開戦の前触れ
あの日から数日、ユリアン様とは気不味い雰囲気のまま。実際は私がそう感じているだけで、彼の態度は至って普通。いや、普通にしてくれていると表現した方がきっと正しい。
時を逆行したあの日からもう十年。私は、変わることができたのだろうか。悩み、苦しみ、もがき、流され。結局、アリスティーノ・クアトラという人間の本質は、何一つ変わっていないのかもしれない。
私は、これから起こるだろうことから自身を守ろうと、ユリアン様を傷付けている。果たしてそれは、正しいことなのだろうか。
「神様がくださったこの時間に、何か意味はあるのかしら…」
ぼそりと呟けば、私の側にいた取り巻きの一人が首を傾げた。
「アリスティーノ様っ」
そんな時、常に私と行動を共にしているサナが焦った様子でこちらに駆けてくる。はぁはぁと全身を使って呼吸をしている彼女に、私は声を掛けた。
「まぁ、大丈夫なの?そんなに慌てて一体どうしたというの」
「私先程、先生方が話してらっしゃるのを偶然耳にしたのですが」
瞬間、ぶわっと身体中の血管が沸騰するような感覚に陥る。血相を変えた私を見たサナは、胸に手を当て呼吸を整えながら私を見つめた。
「アリスティーノ様、もしかして既にご存知なのですか?」
「いいえ。
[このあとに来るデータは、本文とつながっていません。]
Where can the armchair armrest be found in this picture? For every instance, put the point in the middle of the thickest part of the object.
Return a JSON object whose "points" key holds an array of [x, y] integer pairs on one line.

何のことかしら」
上手くしらを切れているだろうか、全く自信がない。
「今日この学園に、隣国の王女が編入してくるらしいのです」
「…隣国の王女?」
「チャイ様だと」
その名前を聞いた瞬間、膝から崩れ落ちそうになる。何故か以前よりも一年早く、彼女は私の前に姿を現すらしい。
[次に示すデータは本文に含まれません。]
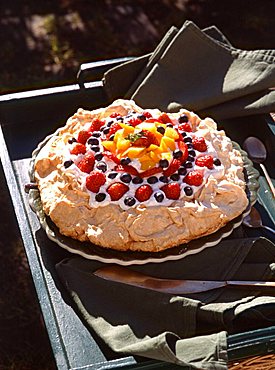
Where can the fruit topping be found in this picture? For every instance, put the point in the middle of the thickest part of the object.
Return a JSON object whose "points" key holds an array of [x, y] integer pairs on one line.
{"points": [[143, 193], [78, 148], [199, 144], [194, 178], [172, 190], [83, 136], [95, 180], [86, 164], [205, 161], [117, 190]]}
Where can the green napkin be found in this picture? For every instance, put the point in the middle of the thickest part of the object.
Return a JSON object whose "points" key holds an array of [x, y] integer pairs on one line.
{"points": [[200, 71], [188, 330]]}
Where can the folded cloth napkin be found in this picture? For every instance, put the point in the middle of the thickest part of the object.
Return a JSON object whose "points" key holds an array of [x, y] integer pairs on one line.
{"points": [[201, 71], [188, 330]]}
ユリアン様が幼少期隣国へ留学していた時もそうだった。彼はそこで既にチャイ王女に出会ったと言っていたけれど、これも逆行前にはなかった事柄。
彼はチャイ王女とはあまり関わらなかったと言っていたけれど、一年早くやってきたということはやっぱり、彼女の中で何らかの変化が起こったということなのだろうか。
「アリスティーノ様、アリスティーノ様!」
「…ごめんなさい。少し考え事をしていたの」
明らかに変わった私の様子を見て、サナが案じるような仕草をする。以前ならあり得なかったことだけれど、どうやら彼女の中でも少しずつ私への評価が変化しているらしい。
「今日この後、大講堂にて歓迎の式が開かれるみたいです」
「そう」
たった一言呟いて、私はまた口を噤む。サナや他の令嬢達は戸惑っているようだけれど、今の私にはそれを気遣う余裕もなかった。
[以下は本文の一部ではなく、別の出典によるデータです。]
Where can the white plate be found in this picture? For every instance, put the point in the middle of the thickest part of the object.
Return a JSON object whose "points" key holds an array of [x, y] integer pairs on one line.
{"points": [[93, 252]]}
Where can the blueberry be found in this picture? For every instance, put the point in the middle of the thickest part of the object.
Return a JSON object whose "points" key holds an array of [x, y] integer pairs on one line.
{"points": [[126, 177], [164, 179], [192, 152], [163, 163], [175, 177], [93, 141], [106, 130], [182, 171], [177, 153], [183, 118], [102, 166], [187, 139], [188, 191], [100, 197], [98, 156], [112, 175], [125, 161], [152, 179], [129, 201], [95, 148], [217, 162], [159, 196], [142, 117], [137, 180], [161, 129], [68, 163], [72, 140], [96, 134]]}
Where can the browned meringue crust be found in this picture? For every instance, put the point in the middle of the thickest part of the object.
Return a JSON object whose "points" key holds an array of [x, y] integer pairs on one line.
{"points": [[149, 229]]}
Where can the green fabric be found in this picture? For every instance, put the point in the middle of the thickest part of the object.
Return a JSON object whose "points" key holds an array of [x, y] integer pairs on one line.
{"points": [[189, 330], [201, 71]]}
落ち着くのよ、アリスティーノ。一年早く彼女と会うからといっても、私が取るべき行動は決まっているのだから。
彼女とは、なるべく関わらないこと。
そして絶対に、手を出したりしないこと。
例え彼女とユリアン様の距離が近付いたとしても、決して嫉妬などしてはいけない。
ーー僕は君のことが好きだ
掠れた声と、切なげな瞳。私のことが愛おしいと、あの時触れた指先から彼の想いが流れ込んできた。
「…ダメよ、アリスティーノ」
気を抜けば今にもあの人の元へまて駆け出してしまいそうになる身体を、必死に押さえつけ。
「さぁ。行きましょうか」
私はサナ達に向かってにこりと微笑んだ。